[PATCH v4 0/8] sched: Implement shared runqueue in fair.c

From: David Vernet
Date: Mon Dec 11 2023 - 19:31:54 EST


This is v4 of the shared runqueue patchset. This patch set is based off
of commit 418146e39891 ("freezer,sched: Clean saved_state when restoring
it during thaw") on the sched/core branch of tip.git.

In prior versions of this patch set, I was observing consistent and
statistically significant wins for several benchmarks when this feature
was enabled, such as kernel compile and hackbench. After rebasing onto
the latest sched/core on tip.git, I'm no longer observing these wins,
and in fact observe some performance loss with SHARED_RUNQ on hackbench.
I ended up bisecting this to when EEVDF was merged.

As I mentioned in [0], our plan for now is to take a step back and
re-evaluate how we want to proceed with this patch set. That said, I did
want to send this out in the interim in case it could be of interest to
anyone else who would like to continue to experiment with it.

[0]: https://lore.kernel.org/all/20231204193001.GA53255@maniforge/

v1 (RFC): https://lore.kernel.org/lkml/20230613052004.2836135-1-void@xxxxxxxxxxxxx/
v2: https://lore.kernel.org/lkml/20230710200342.358255-1-void@xxxxxxxxxxxxx/
v3: https://lore.kernel.org/all/20230809221218.163894-1-void@xxxxxxxxxxxxx/

v3 -> v4 changes:
- Ensure list is fully drained when toggling feature on and off (noticed
offline by Chris Mason, and independently by Aboorva Devarajan)

- Also check !is_migration_disabled() in shared_runq_pick_next_task() if
we find a task in the shard, as is_cpu_allowed() doesn't check for
migration. Also do another check for is_cpu_allowed() after
re-acquiring the task rq lock in case state has changed

- Statically initialize the shared_runq_node list node in the init task.

- Only try to pull a task from the shared_runq if the rq's root domain has
the overload bit set (K Prateek Nayak)

- Check this_rq->ttwu_pending after trying to pull a task from a shared
runqueue shard before going forward to load_balance() (K Prateek Nayak)

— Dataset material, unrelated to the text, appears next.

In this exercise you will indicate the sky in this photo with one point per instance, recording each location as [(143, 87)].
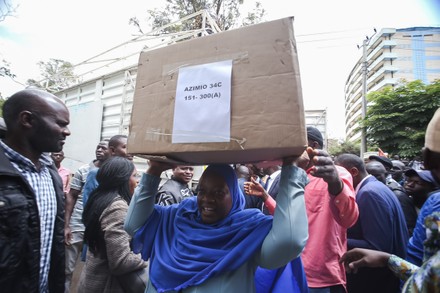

- Fix where we would try to skip over the lowest-level sched domain --
do the check in load_balance() instead of before, as for_each_domain()
iterates over all domains starting from the beginning (K Prateek Nayak)

- Add a selftest testcase which toggles the SHARED_RUNQ feature on and
off in a loop

Worth noting is that there have been a number of suggestions for
improving this feature that were not included in this v4, such as:

- [1], where Chen Yu <yu.c.chen@xxxxxxxxx> suggested not putting certain
tasks on a shared_runq if e.g. p->avg_runtime <= sysctl_migration_cost.
I elected to not include this, as it's a heuristic that could
incorrectly prevent work conservation, which is the primary goal of
the feature.

- [2], where K Prateek Nayak <kprateek.nayak@xxxxxxx> suggested adding a
per-shard "overload" flag that can be set to avoid contending on the
shard lock. This should be covered by checking the root domain
overload flag.

- [3], where K Prateek Nayak <kprateek.nayak@xxxxxxx> suggested also
checking rq->avg_idle < sd->max_newidle_lb_cost. This is a similar
suggestion to Chen Yu's above, and I elected to leave it out here for
the same reason: that we want to encourage work conservation.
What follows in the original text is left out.